Teammanagerin Romina Schmidt sprach im Vorfeld von einer außergewöhnlichen Veranstaltung und verwies auf die intensive Vorbereitung der vergangenen Monate. Nach zweijähriger Pause wolle sich das Team im starken Gesamtfeld konkurrenzfähig präsentieren und insbesondere in der Pro-Am-Kategorie eine wichtige Rolle spielen.

Klare Zielsetzung in der SP9-Pro-Am-Klasse

Auch innerhalb des Fahrerquartetts herrscht große Vorfreude auf das Rennen. Alex Fontana verwies auf die positiven Erfahrungen aus den zurückliegenden Einsätzen mit dem Porsche 911 GT3 R und hob hervor, dass das Team trotz begrenzter Testmöglichkeiten über ein konkurrenzfähiges Gesamtpaket verfüge.

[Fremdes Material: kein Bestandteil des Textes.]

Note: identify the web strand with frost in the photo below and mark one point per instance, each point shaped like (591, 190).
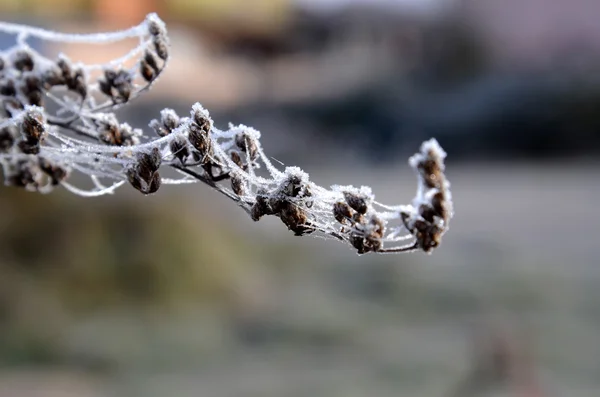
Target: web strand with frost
(41, 149)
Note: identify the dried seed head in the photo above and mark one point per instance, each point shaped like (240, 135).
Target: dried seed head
(247, 144)
(8, 136)
(156, 27)
(237, 160)
(356, 202)
(146, 71)
(52, 77)
(169, 119)
(261, 206)
(237, 184)
(78, 83)
(151, 61)
(159, 128)
(33, 125)
(342, 212)
(106, 88)
(23, 61)
(200, 140)
(123, 85)
(161, 47)
(7, 87)
(295, 219)
(155, 183)
(148, 163)
(179, 148)
(438, 202)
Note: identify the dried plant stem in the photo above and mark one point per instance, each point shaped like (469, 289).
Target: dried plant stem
(40, 150)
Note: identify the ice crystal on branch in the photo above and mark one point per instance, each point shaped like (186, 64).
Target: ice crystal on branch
(40, 149)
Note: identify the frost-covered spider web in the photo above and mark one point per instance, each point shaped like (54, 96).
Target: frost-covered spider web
(57, 120)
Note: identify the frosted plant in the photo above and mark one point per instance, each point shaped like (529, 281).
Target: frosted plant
(57, 120)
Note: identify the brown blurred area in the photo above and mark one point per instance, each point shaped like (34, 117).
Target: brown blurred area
(181, 294)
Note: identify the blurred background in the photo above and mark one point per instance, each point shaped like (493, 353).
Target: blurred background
(181, 294)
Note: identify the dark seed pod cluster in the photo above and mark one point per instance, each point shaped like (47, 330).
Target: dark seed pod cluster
(430, 215)
(144, 174)
(57, 117)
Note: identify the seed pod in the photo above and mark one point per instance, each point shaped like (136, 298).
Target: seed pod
(23, 61)
(199, 139)
(7, 138)
(146, 71)
(159, 128)
(161, 47)
(169, 119)
(106, 88)
(52, 77)
(155, 183)
(357, 203)
(261, 207)
(151, 61)
(342, 212)
(237, 184)
(123, 84)
(247, 144)
(32, 126)
(179, 148)
(7, 87)
(64, 64)
(235, 157)
(78, 84)
(295, 218)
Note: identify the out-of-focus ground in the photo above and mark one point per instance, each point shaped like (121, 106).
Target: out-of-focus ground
(181, 294)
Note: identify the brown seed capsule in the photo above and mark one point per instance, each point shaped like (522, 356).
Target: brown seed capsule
(29, 146)
(235, 157)
(161, 47)
(357, 203)
(261, 207)
(200, 140)
(155, 183)
(56, 172)
(7, 87)
(135, 180)
(295, 218)
(149, 163)
(123, 85)
(159, 128)
(247, 144)
(106, 88)
(237, 184)
(169, 119)
(179, 148)
(342, 212)
(64, 64)
(427, 212)
(146, 71)
(52, 77)
(7, 138)
(78, 84)
(151, 61)
(32, 126)
(438, 202)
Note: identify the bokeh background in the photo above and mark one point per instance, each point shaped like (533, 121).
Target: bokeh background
(180, 294)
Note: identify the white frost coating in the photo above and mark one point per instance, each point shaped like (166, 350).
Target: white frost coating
(40, 149)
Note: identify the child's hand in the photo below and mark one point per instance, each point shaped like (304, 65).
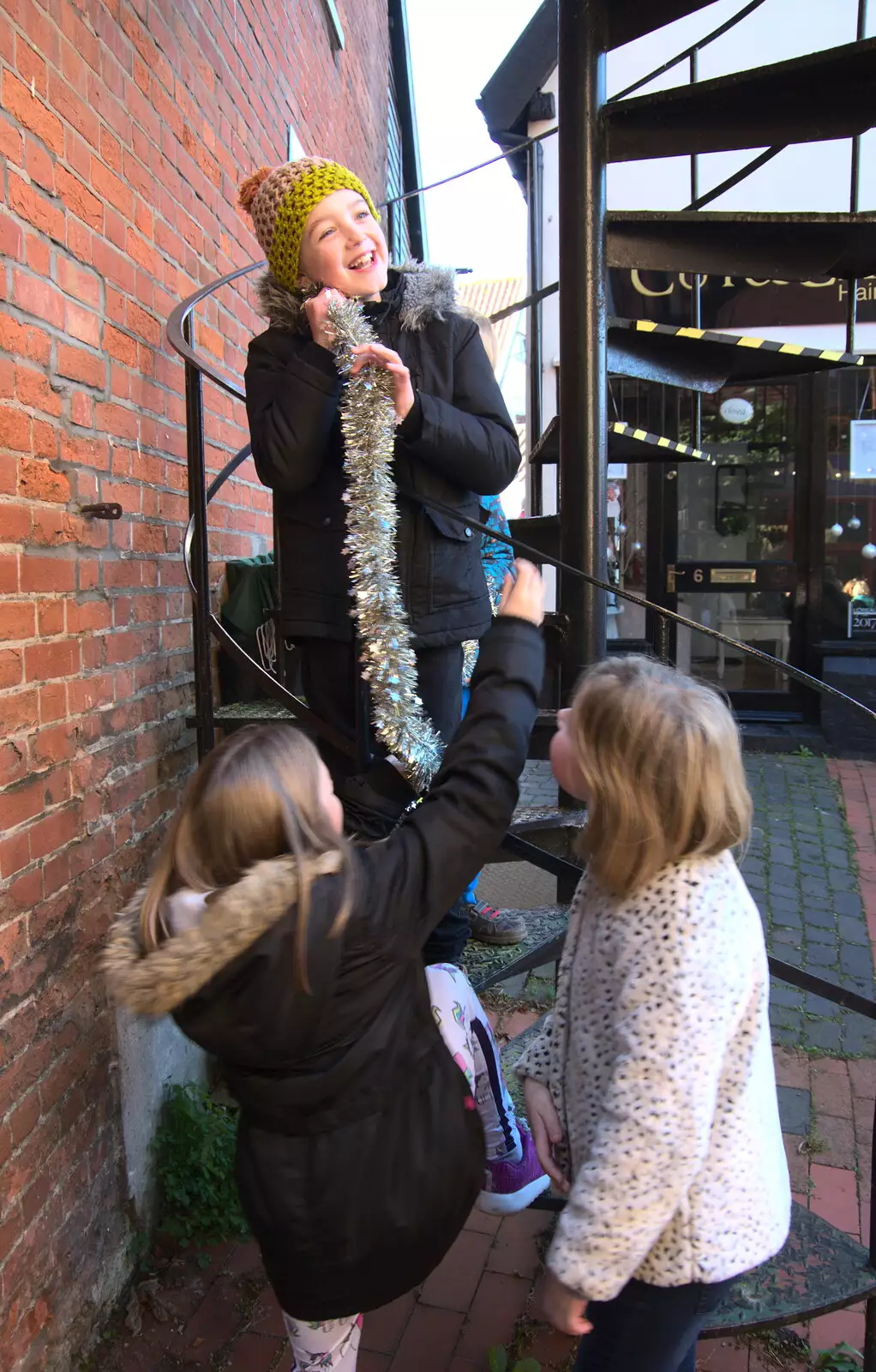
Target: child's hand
(561, 1307)
(524, 596)
(546, 1129)
(375, 354)
(317, 309)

Die bisherigen Resultate unter trockenen wie nassen Bedingungen hätten zusätzliches Vertrauen geschaffen.

Artur Goroyan bezeichnete den Aufstieg in die GT3-Klasse als wichtigen Meilenstein seiner Karriere. Der Einsatz beim 24h-Rennen sei für ihn nicht nur eine neue sportliche Herausforderung, sondern zugleich ein Zeichen für die Entwicklung der vergangenen Jahre. Nathanaël Berthon unterstrich die besondere Atmosphäre des Langstreckenklassikers und erklärte, dass ein fehlerfreies Rennen und ein sauberer Rhythmus entscheidend sein würden, um in der Pro-Am-Wertung um ein Podium kämpfen zu können.

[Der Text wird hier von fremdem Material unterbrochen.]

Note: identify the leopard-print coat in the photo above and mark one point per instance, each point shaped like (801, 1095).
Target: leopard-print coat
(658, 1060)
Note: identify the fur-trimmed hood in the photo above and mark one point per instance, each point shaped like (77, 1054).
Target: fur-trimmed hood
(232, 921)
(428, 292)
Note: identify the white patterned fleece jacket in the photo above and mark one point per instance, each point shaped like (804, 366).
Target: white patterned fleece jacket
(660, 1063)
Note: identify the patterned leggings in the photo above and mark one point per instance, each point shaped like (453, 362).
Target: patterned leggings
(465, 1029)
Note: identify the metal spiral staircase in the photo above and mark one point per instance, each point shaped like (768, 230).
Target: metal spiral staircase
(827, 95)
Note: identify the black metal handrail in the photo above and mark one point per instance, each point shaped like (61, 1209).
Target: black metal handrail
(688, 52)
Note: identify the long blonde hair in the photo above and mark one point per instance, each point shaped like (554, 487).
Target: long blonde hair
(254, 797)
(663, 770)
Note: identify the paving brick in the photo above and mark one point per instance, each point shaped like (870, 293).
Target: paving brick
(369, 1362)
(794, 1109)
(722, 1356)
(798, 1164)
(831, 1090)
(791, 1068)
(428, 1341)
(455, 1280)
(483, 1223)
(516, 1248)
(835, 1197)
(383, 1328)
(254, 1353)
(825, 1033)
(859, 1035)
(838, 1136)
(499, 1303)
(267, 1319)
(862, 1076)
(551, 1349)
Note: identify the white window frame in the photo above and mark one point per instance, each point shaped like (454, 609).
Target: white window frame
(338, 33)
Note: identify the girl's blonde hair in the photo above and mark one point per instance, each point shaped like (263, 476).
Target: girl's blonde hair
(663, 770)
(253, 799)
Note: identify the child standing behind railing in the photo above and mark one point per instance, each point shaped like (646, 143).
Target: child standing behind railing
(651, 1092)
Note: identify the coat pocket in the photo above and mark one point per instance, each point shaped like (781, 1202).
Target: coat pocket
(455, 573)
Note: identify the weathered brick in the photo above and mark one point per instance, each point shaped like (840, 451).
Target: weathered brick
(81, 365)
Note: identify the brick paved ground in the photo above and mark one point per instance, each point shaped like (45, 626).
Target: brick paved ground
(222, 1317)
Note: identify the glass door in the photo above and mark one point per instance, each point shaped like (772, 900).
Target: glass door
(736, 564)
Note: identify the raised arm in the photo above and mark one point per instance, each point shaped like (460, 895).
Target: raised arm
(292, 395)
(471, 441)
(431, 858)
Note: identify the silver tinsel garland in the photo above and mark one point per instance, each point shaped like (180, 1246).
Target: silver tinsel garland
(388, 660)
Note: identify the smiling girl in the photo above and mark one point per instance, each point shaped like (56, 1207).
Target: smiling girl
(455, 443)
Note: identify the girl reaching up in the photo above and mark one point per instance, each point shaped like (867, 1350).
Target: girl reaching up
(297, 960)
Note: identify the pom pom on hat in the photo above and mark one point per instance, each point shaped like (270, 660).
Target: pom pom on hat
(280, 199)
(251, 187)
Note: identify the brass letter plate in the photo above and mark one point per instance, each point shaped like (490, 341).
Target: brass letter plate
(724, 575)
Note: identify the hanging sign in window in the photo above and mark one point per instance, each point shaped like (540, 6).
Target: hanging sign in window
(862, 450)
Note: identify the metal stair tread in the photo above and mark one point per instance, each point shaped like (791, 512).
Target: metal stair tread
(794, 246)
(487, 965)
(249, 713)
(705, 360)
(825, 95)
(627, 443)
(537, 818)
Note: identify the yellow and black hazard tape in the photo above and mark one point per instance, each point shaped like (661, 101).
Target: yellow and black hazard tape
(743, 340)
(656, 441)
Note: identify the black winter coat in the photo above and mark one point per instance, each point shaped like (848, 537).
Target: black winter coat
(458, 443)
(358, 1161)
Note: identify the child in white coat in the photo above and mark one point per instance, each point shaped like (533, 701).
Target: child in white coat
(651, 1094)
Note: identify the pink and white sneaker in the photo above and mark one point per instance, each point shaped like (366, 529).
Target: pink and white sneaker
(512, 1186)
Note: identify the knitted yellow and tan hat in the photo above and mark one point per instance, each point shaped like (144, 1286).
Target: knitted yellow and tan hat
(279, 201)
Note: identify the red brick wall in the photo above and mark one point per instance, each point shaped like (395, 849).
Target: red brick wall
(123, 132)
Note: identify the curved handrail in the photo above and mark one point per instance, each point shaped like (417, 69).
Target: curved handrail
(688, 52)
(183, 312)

Auch Oleg Kvitka blickt seinem ersten GT3-Start beim 24h-Rennen mit großer Erwartung entgegen. Besonders das außergewöhnlich starke Teilnehmerfeld und die Präsenz zahlreicher internationaler Spitzenfahrer würden den diesjährigen Wettbewerb zusätzlich aufwerten. Innerhalb des Teams herrscht Einigkeit darüber, dass ein Podestergebnis in der SP9-Pro-Am-Klasse das erklärte Ziel für das Rennwochenende ist.

Der Start zum 24-Stunden-Rennen erfolgt am Samstag, 16. Mai, um 15 Uhr. Der Fernsehsender NITRO überträgt das Rennen über die komplette Distanz live im deutschen Free-TV. Zusätzlich stehen sämtliche Trainingssitzungen sowie das Rennen über die offiziellen Livestream-Angebote online zur Verfügung.